It sounds like a good idea until you lose a least (or most) significant digit
> Chrome itself is a security nightmare, always with the mic on and listening

I can understand the mic being always on as a privacy nightmare, but how is this a security nightmare?

Lack of privacy is lack of security. This is true even if you're only interested in "hard" security concerns. For example, consider that keystrokes can be reconstructed from audio, which means that being able to record from your mic means being able to gather your passwords.
As the other guys said. And it is not just that. Chrome is, considering it's architecture and purpose, a minion in a botnet, working for google to harvest data. They even got a lawsuit pending because they were even tracking users in privacy mode. This stuff cannot happen with IE, or FF. Brave, Vivaldi, I dunno, don't use them, but I am weary that they are using the same rendering-engine (and soon Redmond as well) (well depends where the G-men(what a pun) put their mischiveous code in). Because it is a pipedream to expect a privacy-compatible product from a company that build it's empire on mining the users data to the bit.
Which is why 98% of the desktop and mobile users don't care about Linux.

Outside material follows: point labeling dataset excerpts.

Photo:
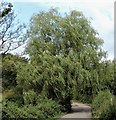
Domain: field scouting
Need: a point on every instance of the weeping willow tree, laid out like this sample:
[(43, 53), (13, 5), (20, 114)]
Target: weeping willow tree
[(65, 55)]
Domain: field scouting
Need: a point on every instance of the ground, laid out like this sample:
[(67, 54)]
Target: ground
[(79, 111)]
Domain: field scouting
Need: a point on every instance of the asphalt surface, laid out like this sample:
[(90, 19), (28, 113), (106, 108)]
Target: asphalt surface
[(79, 112)]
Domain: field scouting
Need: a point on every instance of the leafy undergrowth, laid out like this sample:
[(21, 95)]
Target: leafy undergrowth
[(103, 106)]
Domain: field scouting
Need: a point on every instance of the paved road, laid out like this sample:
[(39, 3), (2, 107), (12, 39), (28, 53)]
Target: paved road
[(79, 112)]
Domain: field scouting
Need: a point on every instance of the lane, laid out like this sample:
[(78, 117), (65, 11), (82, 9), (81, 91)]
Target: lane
[(79, 111)]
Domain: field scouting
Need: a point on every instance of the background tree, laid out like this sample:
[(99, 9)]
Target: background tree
[(11, 32), (64, 55)]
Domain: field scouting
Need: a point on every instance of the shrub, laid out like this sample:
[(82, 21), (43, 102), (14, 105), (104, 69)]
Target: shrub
[(103, 106), (47, 109)]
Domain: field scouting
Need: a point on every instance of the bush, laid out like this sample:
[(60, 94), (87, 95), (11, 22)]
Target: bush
[(103, 106), (47, 109)]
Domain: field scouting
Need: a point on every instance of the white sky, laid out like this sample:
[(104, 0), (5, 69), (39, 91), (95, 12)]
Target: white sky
[(101, 11)]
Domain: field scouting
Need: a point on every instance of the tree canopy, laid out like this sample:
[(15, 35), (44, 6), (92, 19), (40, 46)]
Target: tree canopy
[(11, 32)]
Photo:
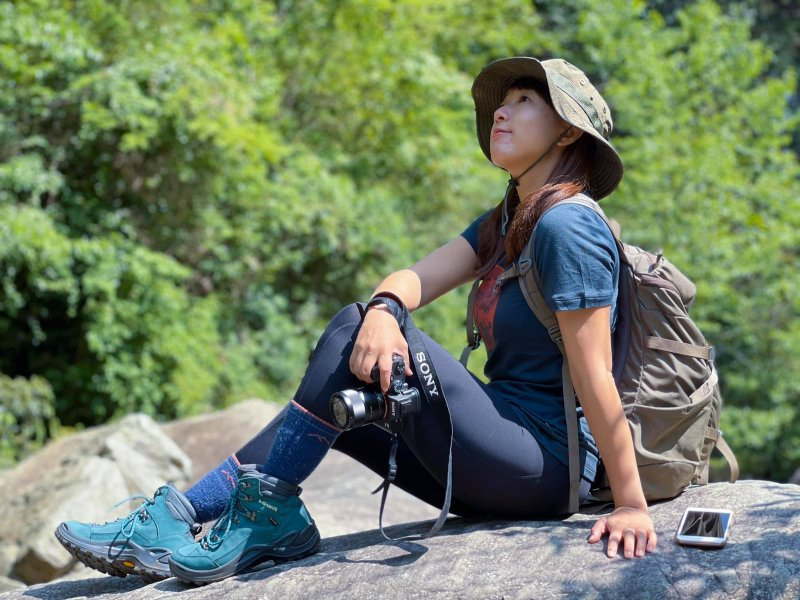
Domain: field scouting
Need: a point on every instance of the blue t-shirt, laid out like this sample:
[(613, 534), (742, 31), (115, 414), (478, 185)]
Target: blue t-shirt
[(578, 262)]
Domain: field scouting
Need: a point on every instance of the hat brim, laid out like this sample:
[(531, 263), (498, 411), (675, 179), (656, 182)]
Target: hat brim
[(491, 86)]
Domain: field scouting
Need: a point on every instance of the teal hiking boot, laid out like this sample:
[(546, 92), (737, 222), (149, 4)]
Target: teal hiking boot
[(264, 520), (139, 544)]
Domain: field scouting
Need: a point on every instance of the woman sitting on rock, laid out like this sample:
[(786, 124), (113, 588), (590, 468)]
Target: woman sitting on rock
[(547, 126)]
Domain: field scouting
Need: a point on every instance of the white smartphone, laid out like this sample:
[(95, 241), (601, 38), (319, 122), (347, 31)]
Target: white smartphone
[(707, 527)]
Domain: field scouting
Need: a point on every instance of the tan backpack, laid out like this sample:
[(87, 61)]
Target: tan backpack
[(662, 366)]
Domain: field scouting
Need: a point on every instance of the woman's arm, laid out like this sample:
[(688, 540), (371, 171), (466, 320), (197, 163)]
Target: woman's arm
[(379, 337), (587, 343)]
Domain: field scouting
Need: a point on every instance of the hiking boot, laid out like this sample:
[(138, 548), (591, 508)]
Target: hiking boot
[(139, 544), (264, 520)]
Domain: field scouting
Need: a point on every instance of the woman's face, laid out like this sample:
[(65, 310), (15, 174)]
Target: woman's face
[(524, 128)]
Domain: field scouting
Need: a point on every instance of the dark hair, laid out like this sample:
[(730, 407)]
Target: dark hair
[(569, 177)]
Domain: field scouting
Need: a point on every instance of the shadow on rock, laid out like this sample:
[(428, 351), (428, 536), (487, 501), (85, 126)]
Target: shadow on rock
[(89, 588)]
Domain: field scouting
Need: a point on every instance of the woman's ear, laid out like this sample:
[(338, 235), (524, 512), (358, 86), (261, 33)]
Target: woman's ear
[(569, 136)]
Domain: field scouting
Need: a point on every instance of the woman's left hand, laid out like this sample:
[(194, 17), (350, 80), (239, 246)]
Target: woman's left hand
[(631, 526)]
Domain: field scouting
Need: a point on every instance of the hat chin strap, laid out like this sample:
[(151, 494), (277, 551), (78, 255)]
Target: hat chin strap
[(514, 181)]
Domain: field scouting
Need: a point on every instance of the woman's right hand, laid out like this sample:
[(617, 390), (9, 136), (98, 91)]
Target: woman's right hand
[(377, 340)]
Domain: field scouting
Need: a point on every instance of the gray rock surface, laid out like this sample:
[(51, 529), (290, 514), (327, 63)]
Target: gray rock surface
[(79, 477), (530, 559)]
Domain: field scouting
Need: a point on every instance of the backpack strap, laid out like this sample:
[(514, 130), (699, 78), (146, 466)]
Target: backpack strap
[(721, 445), (473, 337)]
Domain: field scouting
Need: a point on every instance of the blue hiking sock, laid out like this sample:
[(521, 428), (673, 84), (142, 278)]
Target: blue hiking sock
[(210, 495), (300, 445)]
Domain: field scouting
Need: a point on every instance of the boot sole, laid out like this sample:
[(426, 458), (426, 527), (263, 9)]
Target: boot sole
[(252, 558), (116, 561)]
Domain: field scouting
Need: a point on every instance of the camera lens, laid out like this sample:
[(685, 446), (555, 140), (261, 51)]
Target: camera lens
[(353, 408)]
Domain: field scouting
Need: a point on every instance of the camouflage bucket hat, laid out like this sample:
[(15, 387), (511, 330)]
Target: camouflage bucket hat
[(575, 100)]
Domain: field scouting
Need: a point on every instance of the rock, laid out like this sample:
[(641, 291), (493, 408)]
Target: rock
[(79, 477), (210, 439), (8, 584), (524, 559)]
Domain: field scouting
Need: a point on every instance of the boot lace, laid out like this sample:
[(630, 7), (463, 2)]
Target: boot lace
[(234, 511)]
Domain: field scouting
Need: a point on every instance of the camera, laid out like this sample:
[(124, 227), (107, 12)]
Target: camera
[(361, 406)]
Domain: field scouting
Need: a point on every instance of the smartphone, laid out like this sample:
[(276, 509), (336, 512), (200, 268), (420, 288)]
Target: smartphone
[(706, 527)]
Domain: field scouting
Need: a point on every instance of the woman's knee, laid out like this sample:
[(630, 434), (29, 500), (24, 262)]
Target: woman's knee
[(348, 318)]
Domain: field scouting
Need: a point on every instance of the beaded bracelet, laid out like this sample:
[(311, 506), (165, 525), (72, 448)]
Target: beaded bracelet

That is the price to pay when only technical minded users are the target group.

And that's ok, there's nothing wrong with tools being specialised for certain small markets. It makes them significantly better for those people than being forced to use a ill fitting tool for someone else.

Consolidation and lack of competition makes for a worse experience.

While I think you are right to some extent, articles like the parent's are mostly aimed at people claiming 'Linux Desktop is actually better for grandma'. The reality is that grandma is going to be better protected while running Windows or MacOS or Chrome OS. If she's running Linux, she is wide open.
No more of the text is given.